What this calculator does
The Normal Distribution Calculator evaluates a normally distributed variable at a chosen point x, given a mean (mu) and a standard deviation (sigma). It returns three core quantities: the probability density \(f(x)\), the lower cumulative probability \(P(X \le x)\), and the upper cumulative probability \(P(X > x)\). This is a universal mathematics and statistics tool with no country-specific assumptions. With the defaults \(\mu = 0\) and \(\sigma = 1\) it works on the standard normal distribution.
How to use it
Enter the value x at which you want to evaluate the distribution, the mean mu, and the standard deviation sigma (which must be greater than 0). The calculator first standardizes the value using $$z = \frac{x - \mu}{\sigma}$$ then computes the density and both cumulative tails. The lower cumulative probability is the area under the curve to the left of x; the upper cumulative probability is the area to the right, and the two always add up to 1.
The formula explained
The probability density is $$f(x) = \frac{1}{\sigma\sqrt{2\pi}}\, e^{-\frac{\left(x - \mu\right)^2}{2\,\sigma^2}}$$ The lower cumulative probability is the cumulative distribution function $$\Phi(z) = \frac{1}{2}\left[1 + \operatorname{erf}\!\left(\frac{z}{\sqrt{2}}\right)\right]$$ where erf is the Gauss error function. Because the standard math library has no built-in erf, this tool uses the Abramowitz & Stegun 7.1.26 rational approximation, accurate to about \(10^{-7}\). The upper cumulative probability is simply \(1 - \Phi(z)\).
Worked example
Take an IQ-style distribution with \(\mu = 100\), \(\sigma = 15\), and evaluate at \(x = 130\). First $$z = \frac{130 - 100}{15} = 2$$ The density is $$f(130) = \frac{0.3989422804}{15} \cdot e^{-2} = 0.003599750$$ The lower cumulative probability \(\Phi(2) = 0.9772498681\), so the upper cumulative probability is \(0.0227501319\) - meaning roughly 2.28% of values exceed 130.
FAQ
What is z? z is the standardized score, the number of standard deviations x lies above (positive) or below (negative) the mean.

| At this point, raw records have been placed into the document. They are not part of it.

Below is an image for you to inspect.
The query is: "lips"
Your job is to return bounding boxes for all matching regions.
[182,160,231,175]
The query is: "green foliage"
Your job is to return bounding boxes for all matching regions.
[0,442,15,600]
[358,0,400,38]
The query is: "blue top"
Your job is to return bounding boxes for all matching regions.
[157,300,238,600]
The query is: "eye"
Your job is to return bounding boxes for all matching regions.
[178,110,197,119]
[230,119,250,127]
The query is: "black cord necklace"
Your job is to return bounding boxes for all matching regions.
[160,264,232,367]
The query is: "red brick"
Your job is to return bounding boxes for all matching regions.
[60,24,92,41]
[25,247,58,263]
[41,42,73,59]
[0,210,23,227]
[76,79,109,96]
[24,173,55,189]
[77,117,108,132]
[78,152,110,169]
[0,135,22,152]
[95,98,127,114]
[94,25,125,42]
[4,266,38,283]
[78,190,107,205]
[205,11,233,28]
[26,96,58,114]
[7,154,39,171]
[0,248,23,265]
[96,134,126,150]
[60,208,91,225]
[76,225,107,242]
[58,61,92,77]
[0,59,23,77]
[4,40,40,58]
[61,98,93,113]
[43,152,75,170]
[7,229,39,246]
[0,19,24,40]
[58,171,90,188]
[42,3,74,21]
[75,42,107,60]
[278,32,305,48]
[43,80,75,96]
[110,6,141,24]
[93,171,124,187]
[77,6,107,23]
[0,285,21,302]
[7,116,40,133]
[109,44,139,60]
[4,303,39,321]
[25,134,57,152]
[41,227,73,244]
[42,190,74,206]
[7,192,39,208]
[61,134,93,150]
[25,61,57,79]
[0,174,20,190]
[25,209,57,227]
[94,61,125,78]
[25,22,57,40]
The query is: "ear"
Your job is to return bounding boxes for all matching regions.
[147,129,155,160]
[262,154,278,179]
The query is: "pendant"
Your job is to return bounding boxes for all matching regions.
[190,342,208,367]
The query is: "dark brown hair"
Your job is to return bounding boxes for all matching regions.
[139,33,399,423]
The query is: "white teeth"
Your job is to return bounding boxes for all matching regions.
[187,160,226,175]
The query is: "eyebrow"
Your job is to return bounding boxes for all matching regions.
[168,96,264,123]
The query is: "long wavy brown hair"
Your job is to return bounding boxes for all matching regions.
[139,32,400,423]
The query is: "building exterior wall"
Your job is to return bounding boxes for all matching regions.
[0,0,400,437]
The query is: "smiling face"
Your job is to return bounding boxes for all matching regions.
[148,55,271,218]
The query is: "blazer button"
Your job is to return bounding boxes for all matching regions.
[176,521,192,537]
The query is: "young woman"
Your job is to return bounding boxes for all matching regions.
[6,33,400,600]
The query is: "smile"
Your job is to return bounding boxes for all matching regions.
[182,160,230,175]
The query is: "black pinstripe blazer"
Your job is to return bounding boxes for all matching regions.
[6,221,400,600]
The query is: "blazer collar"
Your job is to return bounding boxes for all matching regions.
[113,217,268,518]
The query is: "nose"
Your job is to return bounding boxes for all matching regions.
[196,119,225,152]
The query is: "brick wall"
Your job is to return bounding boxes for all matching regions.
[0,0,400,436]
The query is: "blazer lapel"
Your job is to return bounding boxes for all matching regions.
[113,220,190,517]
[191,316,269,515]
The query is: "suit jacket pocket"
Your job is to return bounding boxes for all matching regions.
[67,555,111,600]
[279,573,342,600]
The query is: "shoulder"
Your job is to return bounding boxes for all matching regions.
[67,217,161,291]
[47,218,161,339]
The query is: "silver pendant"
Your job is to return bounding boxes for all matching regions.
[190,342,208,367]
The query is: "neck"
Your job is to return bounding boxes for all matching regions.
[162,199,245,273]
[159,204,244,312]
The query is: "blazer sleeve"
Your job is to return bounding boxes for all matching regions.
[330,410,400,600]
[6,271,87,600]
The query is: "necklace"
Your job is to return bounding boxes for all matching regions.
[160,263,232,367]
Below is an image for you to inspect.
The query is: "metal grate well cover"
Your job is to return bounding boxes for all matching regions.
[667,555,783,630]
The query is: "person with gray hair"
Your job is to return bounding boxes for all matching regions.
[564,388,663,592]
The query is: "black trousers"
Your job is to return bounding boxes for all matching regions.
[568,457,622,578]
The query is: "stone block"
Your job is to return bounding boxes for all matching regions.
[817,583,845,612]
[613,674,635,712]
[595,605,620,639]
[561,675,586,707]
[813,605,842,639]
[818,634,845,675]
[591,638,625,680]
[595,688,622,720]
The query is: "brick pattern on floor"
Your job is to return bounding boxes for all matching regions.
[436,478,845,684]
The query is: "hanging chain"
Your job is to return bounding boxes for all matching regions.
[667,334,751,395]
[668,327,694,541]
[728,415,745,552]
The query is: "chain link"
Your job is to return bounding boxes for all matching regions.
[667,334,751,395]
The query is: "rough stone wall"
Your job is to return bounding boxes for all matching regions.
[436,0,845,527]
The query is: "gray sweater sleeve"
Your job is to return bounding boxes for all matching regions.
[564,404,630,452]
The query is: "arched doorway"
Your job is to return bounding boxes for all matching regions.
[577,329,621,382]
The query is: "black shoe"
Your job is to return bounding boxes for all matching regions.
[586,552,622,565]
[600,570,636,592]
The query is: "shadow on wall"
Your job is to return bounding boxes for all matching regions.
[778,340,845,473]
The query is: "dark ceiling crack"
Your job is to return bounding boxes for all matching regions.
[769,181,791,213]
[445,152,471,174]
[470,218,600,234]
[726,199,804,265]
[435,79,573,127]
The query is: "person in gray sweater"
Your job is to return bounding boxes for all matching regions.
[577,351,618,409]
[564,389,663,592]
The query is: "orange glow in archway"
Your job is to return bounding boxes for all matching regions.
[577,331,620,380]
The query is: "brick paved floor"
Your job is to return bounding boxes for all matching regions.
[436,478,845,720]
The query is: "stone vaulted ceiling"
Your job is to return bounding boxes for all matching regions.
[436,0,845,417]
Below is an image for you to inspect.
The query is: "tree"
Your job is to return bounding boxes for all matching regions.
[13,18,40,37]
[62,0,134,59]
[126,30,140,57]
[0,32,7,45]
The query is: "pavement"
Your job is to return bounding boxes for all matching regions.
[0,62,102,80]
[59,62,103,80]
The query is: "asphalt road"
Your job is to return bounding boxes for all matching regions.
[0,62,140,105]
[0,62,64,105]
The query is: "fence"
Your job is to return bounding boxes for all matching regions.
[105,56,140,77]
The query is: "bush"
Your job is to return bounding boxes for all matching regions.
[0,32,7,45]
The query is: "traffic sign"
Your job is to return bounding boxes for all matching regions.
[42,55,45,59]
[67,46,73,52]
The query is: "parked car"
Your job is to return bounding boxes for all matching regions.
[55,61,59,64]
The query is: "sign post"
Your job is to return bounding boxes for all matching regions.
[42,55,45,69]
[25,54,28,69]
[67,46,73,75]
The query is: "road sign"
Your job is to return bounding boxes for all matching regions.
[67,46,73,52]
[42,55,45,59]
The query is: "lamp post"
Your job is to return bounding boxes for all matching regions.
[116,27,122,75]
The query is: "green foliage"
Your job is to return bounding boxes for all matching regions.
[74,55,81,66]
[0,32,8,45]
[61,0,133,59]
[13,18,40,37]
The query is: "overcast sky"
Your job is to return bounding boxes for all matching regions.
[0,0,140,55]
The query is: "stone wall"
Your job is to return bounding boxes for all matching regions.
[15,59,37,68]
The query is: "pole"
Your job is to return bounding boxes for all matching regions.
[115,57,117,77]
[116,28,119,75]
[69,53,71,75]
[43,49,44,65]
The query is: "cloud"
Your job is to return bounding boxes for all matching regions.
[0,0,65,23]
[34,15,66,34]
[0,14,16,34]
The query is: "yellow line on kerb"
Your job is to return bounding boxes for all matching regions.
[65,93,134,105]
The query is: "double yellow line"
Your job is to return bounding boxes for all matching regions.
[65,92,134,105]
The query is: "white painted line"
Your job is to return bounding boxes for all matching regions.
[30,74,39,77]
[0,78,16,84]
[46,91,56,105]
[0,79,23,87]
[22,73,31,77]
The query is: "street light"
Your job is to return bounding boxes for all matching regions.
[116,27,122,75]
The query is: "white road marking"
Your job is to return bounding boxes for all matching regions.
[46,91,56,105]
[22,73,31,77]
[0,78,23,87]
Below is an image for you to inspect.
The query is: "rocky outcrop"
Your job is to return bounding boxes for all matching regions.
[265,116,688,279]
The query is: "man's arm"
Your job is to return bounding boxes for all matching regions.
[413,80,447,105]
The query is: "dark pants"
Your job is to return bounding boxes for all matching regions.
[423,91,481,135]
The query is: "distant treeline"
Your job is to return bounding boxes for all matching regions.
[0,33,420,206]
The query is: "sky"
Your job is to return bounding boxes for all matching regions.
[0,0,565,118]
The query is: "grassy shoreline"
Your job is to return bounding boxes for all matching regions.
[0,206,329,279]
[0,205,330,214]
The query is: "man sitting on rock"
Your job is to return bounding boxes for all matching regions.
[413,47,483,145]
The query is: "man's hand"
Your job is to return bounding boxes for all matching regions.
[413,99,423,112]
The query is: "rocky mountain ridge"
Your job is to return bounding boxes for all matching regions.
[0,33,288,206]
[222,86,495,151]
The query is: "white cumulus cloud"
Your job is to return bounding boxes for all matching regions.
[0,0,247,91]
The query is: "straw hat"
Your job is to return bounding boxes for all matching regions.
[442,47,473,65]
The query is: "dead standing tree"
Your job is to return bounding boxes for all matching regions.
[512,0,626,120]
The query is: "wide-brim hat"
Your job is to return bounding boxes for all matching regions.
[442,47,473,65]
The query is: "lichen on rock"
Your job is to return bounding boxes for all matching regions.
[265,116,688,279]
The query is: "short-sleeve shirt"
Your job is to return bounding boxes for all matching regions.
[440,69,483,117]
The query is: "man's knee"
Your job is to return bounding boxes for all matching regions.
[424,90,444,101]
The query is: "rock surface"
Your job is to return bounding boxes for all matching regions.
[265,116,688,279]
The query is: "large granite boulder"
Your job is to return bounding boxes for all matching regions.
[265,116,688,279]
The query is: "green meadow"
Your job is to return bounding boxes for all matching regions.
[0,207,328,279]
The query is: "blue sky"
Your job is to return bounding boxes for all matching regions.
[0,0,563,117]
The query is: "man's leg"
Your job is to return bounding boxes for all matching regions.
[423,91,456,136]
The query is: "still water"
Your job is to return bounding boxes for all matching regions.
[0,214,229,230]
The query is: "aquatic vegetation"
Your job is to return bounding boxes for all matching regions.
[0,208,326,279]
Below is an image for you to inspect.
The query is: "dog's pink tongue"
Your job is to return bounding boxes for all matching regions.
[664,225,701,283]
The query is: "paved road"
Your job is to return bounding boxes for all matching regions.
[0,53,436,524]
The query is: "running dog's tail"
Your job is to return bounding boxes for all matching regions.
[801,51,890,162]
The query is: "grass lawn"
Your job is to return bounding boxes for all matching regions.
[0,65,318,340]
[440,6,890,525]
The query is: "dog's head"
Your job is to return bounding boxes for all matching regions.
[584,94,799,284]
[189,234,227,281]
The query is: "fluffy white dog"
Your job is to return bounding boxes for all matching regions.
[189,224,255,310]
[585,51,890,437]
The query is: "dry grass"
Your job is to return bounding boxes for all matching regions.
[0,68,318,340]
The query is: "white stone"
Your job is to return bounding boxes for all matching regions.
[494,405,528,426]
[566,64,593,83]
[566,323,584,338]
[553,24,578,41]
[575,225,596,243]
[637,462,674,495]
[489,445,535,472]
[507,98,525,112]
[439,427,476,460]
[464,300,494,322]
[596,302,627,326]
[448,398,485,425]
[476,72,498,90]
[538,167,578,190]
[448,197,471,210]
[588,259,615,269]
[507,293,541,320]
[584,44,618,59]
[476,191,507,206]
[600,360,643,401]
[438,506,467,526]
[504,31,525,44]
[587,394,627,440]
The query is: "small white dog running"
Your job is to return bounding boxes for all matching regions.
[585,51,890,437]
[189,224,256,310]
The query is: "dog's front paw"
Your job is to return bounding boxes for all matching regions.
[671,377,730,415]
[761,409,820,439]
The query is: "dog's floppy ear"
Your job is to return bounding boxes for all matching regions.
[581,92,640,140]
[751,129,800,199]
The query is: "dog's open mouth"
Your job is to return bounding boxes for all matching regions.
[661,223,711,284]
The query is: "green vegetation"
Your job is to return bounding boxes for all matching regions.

Why must sigma be positive? A standard deviation of zero or below makes the distribution undefined and causes division by zero, so sigma must be greater than 0.
Do f(x) and the probabilities add to 1? The two cumulative probabilities \(P(X \le x)\) and \(P(X > x)\) add to 1. The density \(f(x)\) is not a probability and is not part of that sum; it is the height of the curve at x.